FLRA.gov

U.S. Federal Labor Relations Authority

Search form

38:1438(112)AR - - Justice, Federal Bureau of Prisons, Terre Haute, IN and AFGE, Council of Prisons Locals, Local 720 - - 1991 FLRAdec AR - - v38 p1438



[ v38 p1438 ]
38:1438(112)AR
The decision of the Authority follows:


38 FLRA No. 112

FEDERAL LABOR RELATIONS AUTHORITY

WASHINGTON, D.C.

U.S. DEPARTMENT OF JUSTICE

FEDERAL BUREAU OF PRISONS

TERRE HAUTE, INDIANA

(Agency)

and

AMERICAN FEDERATION OF GOVERNMENT EMPLOYEES

COUNCIL OF PRISON LOCALS

LOCAL 720

(Union)

0-AR-1951

DECISION

January 14, 1991

Before Chairman McKee and Members Talkin and Armendariz.

I. Statement of the Case

This matter is before the Authority on exceptions to the award of Arbitrator Amedeo Greco filed by the Union under section 7122(a) of the Federal Service Labor-Management Relations Statute (the Statute) and part 2425 of the Authority's Rules and Regulations. The Agency did not file an opposition to the Union's exceptions.

The Union filed a grievance over the Agency's decision to suspend the grievant for 1 day. The Arbitrator denied the grievance.

For the following reasons, we conclude that the Union's exceptions provide no basis for finding the award deficient.

II. Background and Arbitrator's Award

In late August 1989, when the grievant, a cook foreman at the U.S. Penitentiary in Terre Haute, Indiana, was serving food in the presence of about 30 inmates, he saw a mouse on the floor, stepped on it, and killed it. An inmate, who was present, handed the grievant his food tray and "jokingly" said "'Put it on bread and I'll eat it.'" Award at 2. After putting the mouse on a piece of bread on the inmate's tray, the grievant removed the tray, the bread, and the mouse from the food area.

After investigating the incident, the Agency suspended the grievant for 1 day for "Unprofessional Conduct Unbecoming a Correctional Worker." Id. at 4. The Union filed a grievance on behalf of the grievant claiming that the incident was harmless, and that the Agency committed harmful error in investigating the matter. When the grievance was not resolved, it was submitted to arbitration on the issue of whether the Employer had just cause to discipline the grievant. Id. at 2.

The Arbitrator found that the Agency had just cause to discipline the grievant because of "the extraordinary nature of the work environment . . . , and the overriding need for all employees to avoid either the appearance of treating any inmates in a disrespectful manner or the appearance of not caring about the food they serve the inmates[.]" Id. at 7 (emphasis omitted). He found also that the various procedural errors asserted by the Union did not warrant setting aside the discipline because the Union "failed to establish the kind of 'harmful error' required under Section 1201.56(b)(1) of the Merit Systems Protection Board . . . ."

Id. at 10. Accordingly, the Arbitrator dismissed the grievance.

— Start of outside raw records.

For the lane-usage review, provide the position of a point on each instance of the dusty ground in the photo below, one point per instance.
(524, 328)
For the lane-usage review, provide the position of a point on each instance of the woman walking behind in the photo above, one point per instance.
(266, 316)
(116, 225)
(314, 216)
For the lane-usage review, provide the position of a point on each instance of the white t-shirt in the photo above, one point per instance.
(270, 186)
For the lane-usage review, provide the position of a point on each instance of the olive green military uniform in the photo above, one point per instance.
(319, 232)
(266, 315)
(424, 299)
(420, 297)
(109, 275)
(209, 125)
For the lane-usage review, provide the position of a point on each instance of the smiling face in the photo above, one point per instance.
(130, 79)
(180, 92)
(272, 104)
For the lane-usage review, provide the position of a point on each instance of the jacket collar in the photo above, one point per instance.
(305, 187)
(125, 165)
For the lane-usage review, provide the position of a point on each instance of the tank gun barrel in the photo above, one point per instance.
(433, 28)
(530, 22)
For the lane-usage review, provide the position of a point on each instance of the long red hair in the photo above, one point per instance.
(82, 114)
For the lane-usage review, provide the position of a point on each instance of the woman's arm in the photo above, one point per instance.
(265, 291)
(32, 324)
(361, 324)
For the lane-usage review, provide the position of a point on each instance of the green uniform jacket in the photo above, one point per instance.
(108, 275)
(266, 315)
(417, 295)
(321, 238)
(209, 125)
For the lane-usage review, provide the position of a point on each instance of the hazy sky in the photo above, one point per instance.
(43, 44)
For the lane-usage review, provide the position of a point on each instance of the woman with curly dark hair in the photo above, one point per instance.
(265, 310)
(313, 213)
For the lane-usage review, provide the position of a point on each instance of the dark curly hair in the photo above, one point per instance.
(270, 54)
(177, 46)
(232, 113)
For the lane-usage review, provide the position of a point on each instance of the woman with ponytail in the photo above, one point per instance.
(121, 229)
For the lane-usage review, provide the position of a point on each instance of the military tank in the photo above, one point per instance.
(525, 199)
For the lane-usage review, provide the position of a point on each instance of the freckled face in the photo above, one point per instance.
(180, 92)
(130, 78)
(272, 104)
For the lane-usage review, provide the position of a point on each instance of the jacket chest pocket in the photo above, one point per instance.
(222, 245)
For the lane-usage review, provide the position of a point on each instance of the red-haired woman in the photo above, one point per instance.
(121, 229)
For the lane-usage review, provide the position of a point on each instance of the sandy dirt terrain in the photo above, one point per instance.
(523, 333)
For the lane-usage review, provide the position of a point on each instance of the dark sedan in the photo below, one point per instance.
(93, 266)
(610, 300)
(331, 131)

III. The Union's Exceptions

The Union argues that the award is contrary to law, rule, regulation, and the "Grievant's rights." Exceptions at 1. The Union contends that the award is deficient because: (1) it is contrary to the Master Agreement, (2) the Agency committed harmful error, and (3) the Agency did not inform the grievant of his rights to Union representation during the investigation of the incident and, thereby, discouraged membership in the Union.

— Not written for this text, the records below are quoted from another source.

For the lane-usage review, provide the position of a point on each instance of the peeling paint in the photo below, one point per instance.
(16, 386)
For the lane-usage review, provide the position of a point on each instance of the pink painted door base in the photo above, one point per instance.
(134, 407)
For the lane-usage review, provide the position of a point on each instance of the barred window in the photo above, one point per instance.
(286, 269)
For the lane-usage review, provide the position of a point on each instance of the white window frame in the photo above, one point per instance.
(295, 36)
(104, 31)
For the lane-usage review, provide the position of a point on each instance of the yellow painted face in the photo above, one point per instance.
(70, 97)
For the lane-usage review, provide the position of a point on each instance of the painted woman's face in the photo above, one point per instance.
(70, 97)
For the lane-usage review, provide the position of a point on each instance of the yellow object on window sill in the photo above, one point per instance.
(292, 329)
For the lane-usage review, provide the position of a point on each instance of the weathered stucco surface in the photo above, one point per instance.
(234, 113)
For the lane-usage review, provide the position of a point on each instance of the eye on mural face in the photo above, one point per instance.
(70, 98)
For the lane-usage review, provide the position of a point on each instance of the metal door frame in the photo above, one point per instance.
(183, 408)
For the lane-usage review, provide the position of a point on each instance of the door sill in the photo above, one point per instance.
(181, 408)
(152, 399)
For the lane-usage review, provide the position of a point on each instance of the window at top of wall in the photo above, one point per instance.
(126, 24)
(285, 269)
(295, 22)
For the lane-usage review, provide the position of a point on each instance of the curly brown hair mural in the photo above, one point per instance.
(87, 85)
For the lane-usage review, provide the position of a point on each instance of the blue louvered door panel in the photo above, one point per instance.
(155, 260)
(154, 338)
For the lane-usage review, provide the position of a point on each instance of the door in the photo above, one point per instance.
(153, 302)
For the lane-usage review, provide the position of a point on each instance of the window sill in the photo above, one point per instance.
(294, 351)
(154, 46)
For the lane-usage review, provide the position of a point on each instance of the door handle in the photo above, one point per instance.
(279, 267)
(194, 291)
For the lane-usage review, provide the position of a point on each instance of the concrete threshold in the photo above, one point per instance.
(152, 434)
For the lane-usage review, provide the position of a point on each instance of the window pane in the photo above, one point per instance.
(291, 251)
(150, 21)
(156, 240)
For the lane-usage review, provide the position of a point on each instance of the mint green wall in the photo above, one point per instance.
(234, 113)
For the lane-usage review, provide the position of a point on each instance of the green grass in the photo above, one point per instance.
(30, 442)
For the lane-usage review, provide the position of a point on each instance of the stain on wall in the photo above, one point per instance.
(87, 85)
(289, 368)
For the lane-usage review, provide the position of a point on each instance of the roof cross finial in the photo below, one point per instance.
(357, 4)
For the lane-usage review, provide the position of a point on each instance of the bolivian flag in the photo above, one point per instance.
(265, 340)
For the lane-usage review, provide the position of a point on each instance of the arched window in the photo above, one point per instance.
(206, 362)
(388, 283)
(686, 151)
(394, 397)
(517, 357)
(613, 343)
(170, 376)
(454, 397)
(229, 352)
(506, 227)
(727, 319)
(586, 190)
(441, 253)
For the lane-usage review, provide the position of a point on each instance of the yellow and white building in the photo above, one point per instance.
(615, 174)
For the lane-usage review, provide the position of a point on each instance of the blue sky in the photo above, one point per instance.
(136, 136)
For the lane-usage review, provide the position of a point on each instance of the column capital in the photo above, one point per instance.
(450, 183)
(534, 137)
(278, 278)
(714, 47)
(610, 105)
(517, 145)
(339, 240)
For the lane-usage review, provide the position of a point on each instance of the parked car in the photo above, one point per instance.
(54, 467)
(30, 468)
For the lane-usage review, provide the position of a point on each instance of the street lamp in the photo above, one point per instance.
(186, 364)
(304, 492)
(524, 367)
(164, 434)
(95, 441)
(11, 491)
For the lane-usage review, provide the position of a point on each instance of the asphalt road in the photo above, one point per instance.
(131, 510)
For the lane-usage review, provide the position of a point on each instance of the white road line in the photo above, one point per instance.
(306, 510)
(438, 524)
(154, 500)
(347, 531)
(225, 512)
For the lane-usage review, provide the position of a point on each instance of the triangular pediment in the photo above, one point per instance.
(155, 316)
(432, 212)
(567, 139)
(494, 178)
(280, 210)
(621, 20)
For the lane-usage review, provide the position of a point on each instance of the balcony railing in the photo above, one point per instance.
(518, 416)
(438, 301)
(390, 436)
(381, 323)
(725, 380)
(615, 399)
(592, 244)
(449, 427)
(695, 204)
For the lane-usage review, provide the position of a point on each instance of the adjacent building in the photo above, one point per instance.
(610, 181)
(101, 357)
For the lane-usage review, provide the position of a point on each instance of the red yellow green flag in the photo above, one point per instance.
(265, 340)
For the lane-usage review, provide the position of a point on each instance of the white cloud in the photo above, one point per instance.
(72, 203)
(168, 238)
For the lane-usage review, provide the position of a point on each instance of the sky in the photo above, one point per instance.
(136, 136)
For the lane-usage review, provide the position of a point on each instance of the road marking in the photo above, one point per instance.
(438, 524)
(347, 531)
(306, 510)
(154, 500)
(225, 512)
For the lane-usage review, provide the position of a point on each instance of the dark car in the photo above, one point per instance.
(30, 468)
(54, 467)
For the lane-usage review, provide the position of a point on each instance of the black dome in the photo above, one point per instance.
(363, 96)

IV. Analysis and Conclusions

A. The Award Draws Its Essence From the Parties' Agreement

The Union claims that the award is contrary to Article 30, section c of the parties' agreement because the grievant was suspended "'for an example to others'" and not "to correct and improve employee behavior[,]" as required by the agreement. Exceptions at 1. The Union further argues that the award is contrary to Article 30, section e of the agreement, which requires that "'[b]oth charges and specifications are to be on the letter of proposal.'" Id. at 2. The Union maintains that because the correct date of the incident was not ascertained by the Agency, the award is contrary to the agreement. Id.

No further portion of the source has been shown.